The ECB is holding its hawkish line
The Bundesbank’s Joachim Nagel, one of the more prominent hawks of the European Central Bank, has been on the wires over the past few days pushing the known narrative that rates need to rise further and that the fight against inflation was more akin to a long distance run than a sprint.
The transmission of monetary policy seems to be working with the latest ECB bank interest statistics showing a strong pass-through. On the inflation front there are also some more encouraging disinflationary signs. The PPI dipped into negative territory yesterday coming in lower than expected and pointing to lessening pipeline pressure. The ECB’s own consumer survey also saw a further drop in inflation expectations. At the same time the macro backdrop is getting gloomier, with the final PMIs having been revised lower just this week.
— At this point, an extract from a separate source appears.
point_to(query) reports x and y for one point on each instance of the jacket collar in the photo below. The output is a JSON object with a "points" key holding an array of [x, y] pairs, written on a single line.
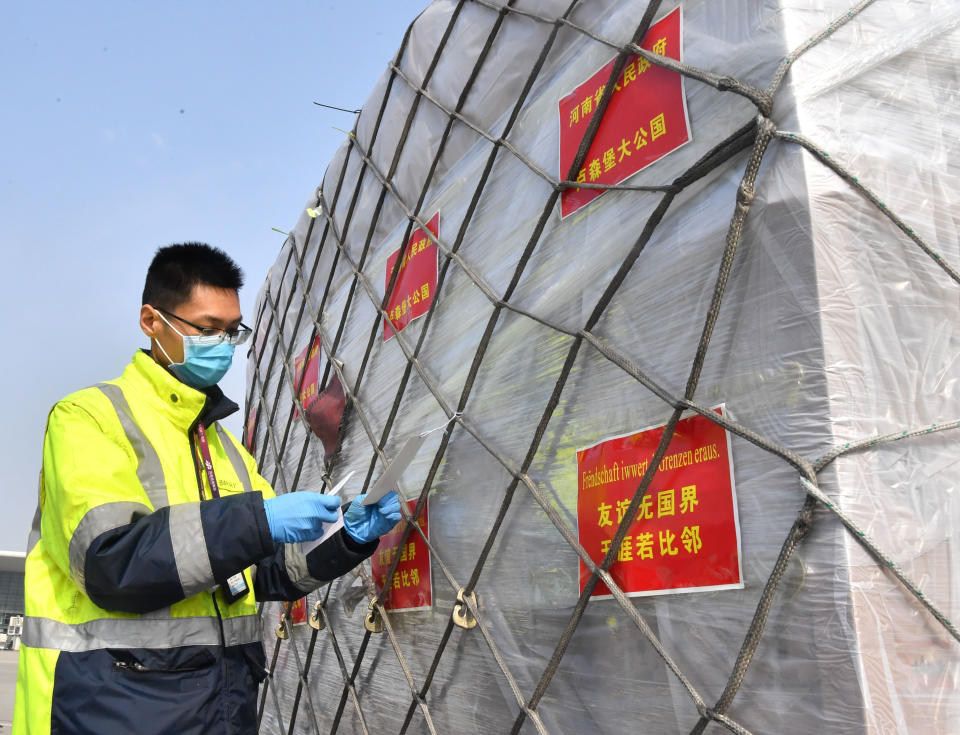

Some will caution that the ECB models are not as reliable nowadays as before, so there has to be an increasing focus on current inflation dynamics. While falling price expectations of consumers are positive, they are usually closely correlated to what happens with current inflation. Some more dovish ECB members, such as Italy's Visco, have spoken out against the hawks' calls to err on the side of doing too much on rates.
For now the market is still buying into the story that more hikes are needed and is now fully discounting two more rate hikes from the ECB by the end of the year. But there are also question marks, and these will only get larger with more disappointing data, as to how tenable that hawkish ECB position is. Markets are discounting the first rate cut by summer 2024, though not yet fully discounting three cuts from the peak in total by the end of 2024.
The longer outlook is showing growing cracks. Its not just that the curve remains deeply inverted. Its also real rates for instance that have not really recovered from their 40bp slump in late May to late June. Hitting a low around zero, the 5y5y real ESTR OIS is still below 10bp. The flipside though is a 5y5y inflation forward still at 2.55%, and still on an unbroken, general upward trend since mid-2020. This is something the ECB will be watching more closely.
Today's events and market views
US data remains the main focus. At the start of the week the ISM manufacturing again painted a gloomy picture, but the ISM for the services sector out today represents the larger share of the economy. Here the consensus is to see a rebound from the dip to the 50 level, and we think this should help a great deal in getting 10Y UST yields to 4%.
Ahead of tomorrow's official US jobs report the ISM's employment sub component will also get more scrutiny – it had dipped below 50 last month, contrasting with the later strong payrolls number. Of course, the ADP estimate will also have some (limited) bearing on expectations tomorrow, while the initial jobless claims and JOLTs job openings data should allow a more contemporaneous sense of the current labour market situation in the US. So far it has been surpringly resilient.
The main data event in the eurozone are the retail sales numbers following Germany's factory orders this morning. The Bundesbank's Nagel has his fourth scheduled appearance this week.
Sovereign bond supply will come from France and Spain today. Being geared to the longer end of curves supply may have helped the curve bounce off the extreme lows in past sessions.